Automobile workers whose jobs were salvaged by President Obama's auto industry bailout in 2009 were swift to praise the current commander-in-chief; laid-off Bain Capitol employees were quick to dig into presidential-hopeful Mitt Romney, accusing him of operating businesses without a moral compass.
The later hours housed more household names, like Rep. Chris Van Hollen (D-Maryland)—who assailed Paul Ryan—and Sandra Fluke, who enumerated on the Democratic Party's commitment to women's rights.
The night's penultimate event was an hour-long speech by former president Bill Clinton, delivered with the ease of a veteran orator. Clinton lauded Obama, Vice President Joe Biden and America's middle class.
After Clinton voiced support for Obama, delegates from the 50 states followed suit, officially nominating the current president to run again come November.

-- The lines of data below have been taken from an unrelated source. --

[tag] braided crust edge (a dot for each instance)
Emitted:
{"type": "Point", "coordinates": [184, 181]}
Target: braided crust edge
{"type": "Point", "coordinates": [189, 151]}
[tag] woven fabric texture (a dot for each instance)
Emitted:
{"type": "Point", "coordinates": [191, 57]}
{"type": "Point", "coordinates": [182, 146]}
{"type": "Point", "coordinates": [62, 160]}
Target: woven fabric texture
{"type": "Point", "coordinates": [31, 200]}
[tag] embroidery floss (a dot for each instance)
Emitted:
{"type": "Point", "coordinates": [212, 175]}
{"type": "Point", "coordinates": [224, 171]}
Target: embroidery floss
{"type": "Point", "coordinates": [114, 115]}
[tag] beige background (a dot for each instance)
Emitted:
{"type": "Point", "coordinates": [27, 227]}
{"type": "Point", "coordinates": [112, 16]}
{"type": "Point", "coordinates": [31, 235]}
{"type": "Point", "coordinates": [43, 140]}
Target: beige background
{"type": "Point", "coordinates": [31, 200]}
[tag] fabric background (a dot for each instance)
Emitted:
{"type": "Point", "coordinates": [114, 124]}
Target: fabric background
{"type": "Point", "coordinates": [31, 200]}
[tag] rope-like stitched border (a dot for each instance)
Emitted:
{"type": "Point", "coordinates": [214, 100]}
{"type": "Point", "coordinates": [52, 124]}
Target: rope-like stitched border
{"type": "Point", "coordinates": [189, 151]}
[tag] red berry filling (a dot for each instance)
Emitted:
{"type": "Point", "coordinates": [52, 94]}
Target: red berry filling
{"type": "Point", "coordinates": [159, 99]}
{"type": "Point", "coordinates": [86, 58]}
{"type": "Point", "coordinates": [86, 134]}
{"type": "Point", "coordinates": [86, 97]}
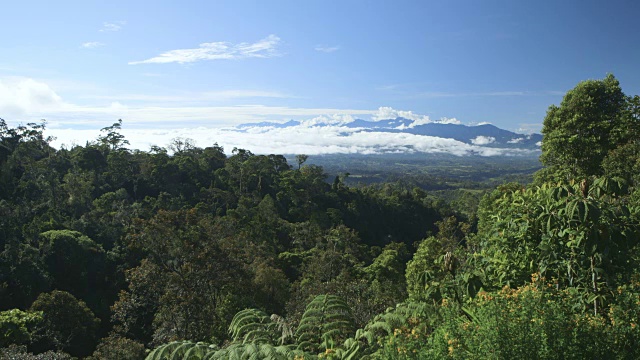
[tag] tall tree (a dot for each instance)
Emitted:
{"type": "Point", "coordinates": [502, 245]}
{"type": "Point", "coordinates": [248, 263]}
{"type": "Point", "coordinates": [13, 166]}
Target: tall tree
{"type": "Point", "coordinates": [578, 134]}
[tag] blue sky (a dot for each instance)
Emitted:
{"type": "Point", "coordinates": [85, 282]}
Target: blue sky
{"type": "Point", "coordinates": [169, 67]}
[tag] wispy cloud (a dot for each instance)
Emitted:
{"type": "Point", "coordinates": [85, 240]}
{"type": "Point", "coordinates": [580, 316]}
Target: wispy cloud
{"type": "Point", "coordinates": [327, 49]}
{"type": "Point", "coordinates": [483, 140]}
{"type": "Point", "coordinates": [221, 50]}
{"type": "Point", "coordinates": [385, 112]}
{"type": "Point", "coordinates": [92, 44]}
{"type": "Point", "coordinates": [311, 140]}
{"type": "Point", "coordinates": [191, 98]}
{"type": "Point", "coordinates": [112, 26]}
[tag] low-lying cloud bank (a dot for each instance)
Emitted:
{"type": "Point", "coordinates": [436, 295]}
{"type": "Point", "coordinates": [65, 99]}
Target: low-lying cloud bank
{"type": "Point", "coordinates": [312, 140]}
{"type": "Point", "coordinates": [317, 132]}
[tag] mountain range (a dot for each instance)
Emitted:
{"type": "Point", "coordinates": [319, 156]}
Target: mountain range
{"type": "Point", "coordinates": [484, 135]}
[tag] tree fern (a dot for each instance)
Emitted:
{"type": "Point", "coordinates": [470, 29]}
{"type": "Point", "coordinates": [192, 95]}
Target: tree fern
{"type": "Point", "coordinates": [327, 320]}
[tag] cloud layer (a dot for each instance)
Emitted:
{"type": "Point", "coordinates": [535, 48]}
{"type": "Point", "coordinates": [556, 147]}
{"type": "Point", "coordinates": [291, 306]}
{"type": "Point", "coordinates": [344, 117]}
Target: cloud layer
{"type": "Point", "coordinates": [221, 50]}
{"type": "Point", "coordinates": [321, 130]}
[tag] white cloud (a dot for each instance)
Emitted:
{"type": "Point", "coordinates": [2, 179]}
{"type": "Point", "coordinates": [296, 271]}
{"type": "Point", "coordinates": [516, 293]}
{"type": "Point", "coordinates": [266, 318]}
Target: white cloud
{"type": "Point", "coordinates": [264, 48]}
{"type": "Point", "coordinates": [335, 119]}
{"type": "Point", "coordinates": [24, 99]}
{"type": "Point", "coordinates": [327, 49]}
{"type": "Point", "coordinates": [24, 96]}
{"type": "Point", "coordinates": [193, 97]}
{"type": "Point", "coordinates": [385, 113]}
{"type": "Point", "coordinates": [112, 26]}
{"type": "Point", "coordinates": [529, 129]}
{"type": "Point", "coordinates": [312, 140]}
{"type": "Point", "coordinates": [92, 44]}
{"type": "Point", "coordinates": [483, 140]}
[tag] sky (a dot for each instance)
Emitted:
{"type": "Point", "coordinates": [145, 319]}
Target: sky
{"type": "Point", "coordinates": [191, 69]}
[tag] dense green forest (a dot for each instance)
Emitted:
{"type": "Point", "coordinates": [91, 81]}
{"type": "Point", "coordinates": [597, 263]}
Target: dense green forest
{"type": "Point", "coordinates": [187, 253]}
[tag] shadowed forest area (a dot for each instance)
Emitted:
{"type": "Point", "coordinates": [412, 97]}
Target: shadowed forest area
{"type": "Point", "coordinates": [187, 253]}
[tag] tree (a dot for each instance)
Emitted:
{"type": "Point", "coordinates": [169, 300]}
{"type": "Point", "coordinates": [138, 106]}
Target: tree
{"type": "Point", "coordinates": [301, 159]}
{"type": "Point", "coordinates": [67, 324]}
{"type": "Point", "coordinates": [16, 326]}
{"type": "Point", "coordinates": [591, 121]}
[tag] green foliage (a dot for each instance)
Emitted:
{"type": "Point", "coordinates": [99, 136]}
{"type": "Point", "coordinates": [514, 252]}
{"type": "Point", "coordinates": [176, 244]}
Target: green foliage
{"type": "Point", "coordinates": [584, 128]}
{"type": "Point", "coordinates": [118, 348]}
{"type": "Point", "coordinates": [582, 235]}
{"type": "Point", "coordinates": [326, 322]}
{"type": "Point", "coordinates": [16, 326]}
{"type": "Point", "coordinates": [21, 353]}
{"type": "Point", "coordinates": [67, 324]}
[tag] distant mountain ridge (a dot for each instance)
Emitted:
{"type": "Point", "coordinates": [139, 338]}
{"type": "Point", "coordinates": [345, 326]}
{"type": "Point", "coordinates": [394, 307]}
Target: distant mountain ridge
{"type": "Point", "coordinates": [486, 135]}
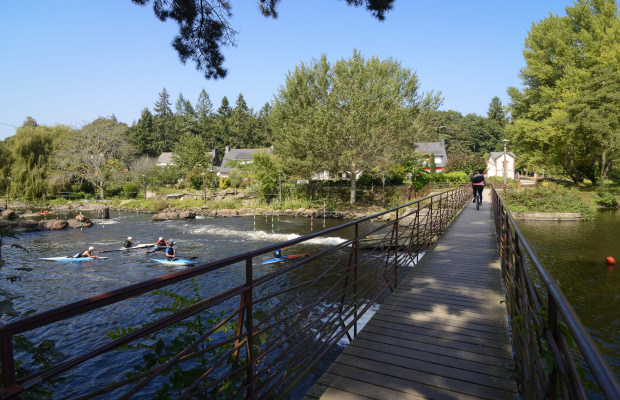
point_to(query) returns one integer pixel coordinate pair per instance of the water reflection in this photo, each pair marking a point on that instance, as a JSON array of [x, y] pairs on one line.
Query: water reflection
[[574, 253]]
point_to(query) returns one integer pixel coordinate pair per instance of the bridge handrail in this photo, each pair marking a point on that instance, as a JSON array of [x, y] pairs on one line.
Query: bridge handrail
[[263, 369], [537, 328]]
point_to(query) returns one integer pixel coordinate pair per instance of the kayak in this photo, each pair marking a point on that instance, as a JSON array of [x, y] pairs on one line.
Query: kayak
[[77, 259], [178, 261], [136, 247], [277, 260], [156, 248]]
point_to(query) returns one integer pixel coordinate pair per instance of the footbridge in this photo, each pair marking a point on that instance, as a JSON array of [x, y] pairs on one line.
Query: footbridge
[[431, 299]]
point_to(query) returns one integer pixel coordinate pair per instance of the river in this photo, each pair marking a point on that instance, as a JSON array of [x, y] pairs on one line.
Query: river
[[574, 253], [44, 285]]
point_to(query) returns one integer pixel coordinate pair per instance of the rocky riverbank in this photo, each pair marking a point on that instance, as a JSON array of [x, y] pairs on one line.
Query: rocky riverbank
[[22, 221]]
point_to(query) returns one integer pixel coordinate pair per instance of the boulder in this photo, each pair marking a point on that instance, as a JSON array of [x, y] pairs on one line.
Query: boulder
[[53, 225], [79, 224], [227, 212], [187, 215], [165, 216], [28, 225], [9, 214]]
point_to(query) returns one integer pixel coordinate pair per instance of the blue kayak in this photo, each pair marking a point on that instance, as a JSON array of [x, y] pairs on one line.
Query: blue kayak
[[77, 259], [178, 261], [277, 260]]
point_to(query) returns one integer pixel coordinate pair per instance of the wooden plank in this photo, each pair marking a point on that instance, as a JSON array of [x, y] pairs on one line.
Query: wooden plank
[[438, 346], [442, 334]]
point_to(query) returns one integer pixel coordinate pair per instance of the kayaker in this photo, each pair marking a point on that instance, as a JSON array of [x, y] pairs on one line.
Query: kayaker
[[171, 252], [88, 253]]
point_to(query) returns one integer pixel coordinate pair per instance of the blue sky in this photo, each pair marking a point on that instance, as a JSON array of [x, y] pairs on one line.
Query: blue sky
[[72, 61]]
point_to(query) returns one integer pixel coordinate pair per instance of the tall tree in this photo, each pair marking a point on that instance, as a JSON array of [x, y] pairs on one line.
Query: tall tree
[[31, 151], [562, 55], [95, 154], [346, 117], [163, 122], [206, 120], [144, 137], [497, 111], [242, 125], [191, 152], [204, 27]]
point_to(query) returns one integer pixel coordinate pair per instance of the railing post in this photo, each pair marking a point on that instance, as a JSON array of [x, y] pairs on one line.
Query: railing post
[[249, 327], [8, 362], [396, 252], [553, 327], [355, 244]]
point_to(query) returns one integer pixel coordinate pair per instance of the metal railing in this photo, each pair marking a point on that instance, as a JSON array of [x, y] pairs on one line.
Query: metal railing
[[552, 348], [257, 336]]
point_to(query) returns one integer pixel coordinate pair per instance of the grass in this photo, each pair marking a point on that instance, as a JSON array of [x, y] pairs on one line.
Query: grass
[[550, 198]]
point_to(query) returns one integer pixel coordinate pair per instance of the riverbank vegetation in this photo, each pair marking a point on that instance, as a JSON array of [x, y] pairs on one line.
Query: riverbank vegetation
[[548, 197], [354, 122]]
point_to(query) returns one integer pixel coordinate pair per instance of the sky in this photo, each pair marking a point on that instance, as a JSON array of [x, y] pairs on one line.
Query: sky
[[72, 61]]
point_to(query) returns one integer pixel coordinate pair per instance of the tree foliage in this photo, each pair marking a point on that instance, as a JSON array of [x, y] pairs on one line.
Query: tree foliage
[[30, 152], [95, 154], [347, 117], [191, 152], [568, 60], [204, 27]]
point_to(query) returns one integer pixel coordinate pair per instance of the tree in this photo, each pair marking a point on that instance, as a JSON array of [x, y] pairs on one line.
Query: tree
[[163, 123], [31, 151], [143, 136], [241, 125], [348, 117], [94, 154], [191, 152], [564, 56], [497, 111], [204, 27]]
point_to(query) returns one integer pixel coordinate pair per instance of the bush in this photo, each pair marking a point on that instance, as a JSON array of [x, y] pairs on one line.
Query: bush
[[606, 198], [224, 183], [547, 198], [130, 190]]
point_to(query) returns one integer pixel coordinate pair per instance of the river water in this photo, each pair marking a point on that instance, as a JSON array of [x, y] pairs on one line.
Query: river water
[[574, 253], [52, 284]]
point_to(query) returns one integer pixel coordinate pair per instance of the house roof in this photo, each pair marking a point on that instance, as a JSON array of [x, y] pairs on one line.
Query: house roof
[[436, 148], [242, 154], [497, 154], [165, 158]]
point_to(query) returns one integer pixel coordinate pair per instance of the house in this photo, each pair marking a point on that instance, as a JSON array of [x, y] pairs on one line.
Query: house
[[165, 158], [495, 165], [438, 149], [234, 157]]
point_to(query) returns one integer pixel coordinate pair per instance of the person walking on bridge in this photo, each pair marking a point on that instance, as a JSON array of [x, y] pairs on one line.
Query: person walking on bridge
[[477, 184]]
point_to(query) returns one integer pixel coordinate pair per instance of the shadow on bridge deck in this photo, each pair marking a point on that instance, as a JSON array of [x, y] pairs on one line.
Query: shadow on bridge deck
[[443, 334]]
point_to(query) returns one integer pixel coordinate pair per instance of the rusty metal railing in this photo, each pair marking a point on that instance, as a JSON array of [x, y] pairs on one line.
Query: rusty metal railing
[[258, 336], [548, 337]]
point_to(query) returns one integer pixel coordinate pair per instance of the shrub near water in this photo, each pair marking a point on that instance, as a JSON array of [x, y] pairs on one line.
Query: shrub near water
[[548, 197]]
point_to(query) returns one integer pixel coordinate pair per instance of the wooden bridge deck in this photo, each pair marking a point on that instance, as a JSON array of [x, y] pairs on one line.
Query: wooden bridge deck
[[443, 334]]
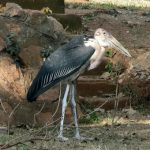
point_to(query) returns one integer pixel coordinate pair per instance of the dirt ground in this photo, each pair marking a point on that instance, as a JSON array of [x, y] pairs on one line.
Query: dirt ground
[[127, 129], [130, 130]]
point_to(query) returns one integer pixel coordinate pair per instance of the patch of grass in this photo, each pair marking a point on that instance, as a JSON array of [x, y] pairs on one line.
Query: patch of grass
[[89, 17], [110, 4]]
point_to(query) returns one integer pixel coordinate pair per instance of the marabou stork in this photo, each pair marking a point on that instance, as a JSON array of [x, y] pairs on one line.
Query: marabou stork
[[67, 63]]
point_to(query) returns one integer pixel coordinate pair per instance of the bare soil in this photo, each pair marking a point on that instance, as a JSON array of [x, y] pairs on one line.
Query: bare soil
[[130, 129]]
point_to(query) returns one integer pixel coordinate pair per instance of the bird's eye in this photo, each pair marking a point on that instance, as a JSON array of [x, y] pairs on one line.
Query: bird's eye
[[97, 34]]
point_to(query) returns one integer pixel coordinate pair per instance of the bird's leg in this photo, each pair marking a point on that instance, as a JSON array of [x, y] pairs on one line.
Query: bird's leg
[[64, 105], [74, 111]]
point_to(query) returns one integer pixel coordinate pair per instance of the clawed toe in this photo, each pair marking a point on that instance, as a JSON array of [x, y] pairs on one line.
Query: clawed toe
[[83, 138], [62, 138]]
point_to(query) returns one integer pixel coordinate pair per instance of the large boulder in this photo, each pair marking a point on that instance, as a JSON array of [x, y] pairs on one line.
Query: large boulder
[[33, 29], [137, 76]]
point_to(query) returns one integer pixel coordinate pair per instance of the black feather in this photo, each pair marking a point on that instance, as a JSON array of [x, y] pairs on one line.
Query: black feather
[[62, 63]]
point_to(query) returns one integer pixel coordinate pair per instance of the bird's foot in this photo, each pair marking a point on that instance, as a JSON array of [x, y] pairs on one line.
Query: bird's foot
[[80, 138], [62, 138]]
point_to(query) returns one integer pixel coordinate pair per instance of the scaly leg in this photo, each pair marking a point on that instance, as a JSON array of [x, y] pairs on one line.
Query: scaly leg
[[64, 105], [74, 111]]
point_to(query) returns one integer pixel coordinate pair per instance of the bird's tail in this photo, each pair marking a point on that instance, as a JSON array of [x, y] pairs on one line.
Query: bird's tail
[[30, 96]]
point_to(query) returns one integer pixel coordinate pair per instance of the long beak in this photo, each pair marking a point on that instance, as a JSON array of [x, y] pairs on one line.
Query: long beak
[[118, 46]]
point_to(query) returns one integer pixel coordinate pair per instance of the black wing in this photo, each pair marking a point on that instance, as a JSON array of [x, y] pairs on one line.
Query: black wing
[[59, 65]]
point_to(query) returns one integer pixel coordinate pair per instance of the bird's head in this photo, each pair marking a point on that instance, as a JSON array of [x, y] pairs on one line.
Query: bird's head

Ken Jenkins, a Westchester County Legislator, said the remarks delivered during the night were impressive.
"The speeches were outstanding in setting the tone," he said. "We are better off than we were four years ago; we need to move forward. [And] it's clear, at least from my perspective, that we need to move forward with President Obama."
Some local Republicans, back from last week's Republican National Convention in Tampa Bay, FL, have been keeping a watchful eye on the Democratic happenings. Sen. Greg Ball (R-Putnam/Westchester) was not critical of Clinton, but instead Obama's alignment with the former president.
"Clinton is an always will be an amazing speaker and politician, and beyond that, Clinton was an effective and pragmatic president who worked in a bipartisan way to accomplish goals," Ball said. "But... the current president is banking his entire election on the back of President Clinton."
"I look forward to the debates between our candidate, Mitt Romney, and and the current president," Ball added. "There is only one leader and one team to take our country to the next level."
Vincent Reda, chairman of the Rockland County Republican Committee, said he did not tune in for Clinton.
"I have no interest at all in their convention," he said, noting he will not be watching President Obama speak Thursday night, either.
Reda added the jolt from the RNC is still lingering.
"Everybody left there electrified," he said. "It got people pumped."